Impact of elevated water vapor and aerosol layers on the stability of the sub-tropical atmosphere and the structure and evolution of shallow marine clouds

Clouds and convection play a key role in structuring atmospheric circulation and in determining the climate sensitivity. However, it is still not understood how clouds and convection will respond to warming of the atmosphere. This is due to an insufficient representation of clouds and moist convection in climate models. A better understanding of the coupling between water vapor, convection, cloud formation and circulation is needed. Shallow marine convection shows the largest frequency of occurrence amongst clouds. But besides being uniform clouds of similar structure, they can occur in different larger scale patterns of organization. The trade wind region is characterized by a complex structure of water vapor, aerosols and clouds. Depending on the season and larger scale circulation, it was found, that lofted layers of water vapor and aerosols can have a quite significant impact on the atmospheric stability, and with that on cloud structure and evolution.
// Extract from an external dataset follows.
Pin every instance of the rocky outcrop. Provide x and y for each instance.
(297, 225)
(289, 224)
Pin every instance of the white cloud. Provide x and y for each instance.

Airborne lidar measurements with the combined water vapor differential absorption and high spectral resolution lidar system WALES provide simultaneous measurements of the water vapor mixing ratio and of aerosol properties. The WALES instrument was deployed in a series of airborne experiments aiming to better understand the coupling of clouds and convection over the sub-tropical and tropical Atlantic Ocean. The first campaign of this series, the NARVAL experiment, was conducted in wintertime out of Barbados. It was followed by the NARVAL-II experiment in August 2016, the EUREC4A experiment in January/February 2020 and the PERCUSION campaign in August and September 2024. The latter especially focused on the transition of shallow to deep convection and the ITCZ. Another add on of this campaign was the contrasting measurements over the east and west Atlantic Ocean. We used these measurements to investigate how the complex structure of water vapor and aerosol impact the stability of the atmosphere and with that the evolution and structure of clouds. We found that the impact is different, if the water vapor and aerosol are within distinct layers. During summertime, when they are well separated from the marine boundary layer, the radiative effect of the layers dominates. The evolution of shallow marine clouds below the SAL is suppressed. In wintertime, the e.g. dust is transported at lower altitudes and the dust layer is frequently mixed into the marine boundary layer. During this time of the year the effect of the layer on the evolution and lifetime of marine trade wind convection is much more complex, as the dust particles within the SAL might additionally act as cloud or ice nuclei.

In our presentation we will give an overview of the performed measurements and the radiative transfer calculations that were performed based on our findings. Those calculations together with the observations better help to understand the impact of lofted layers on cloud evolution and structure.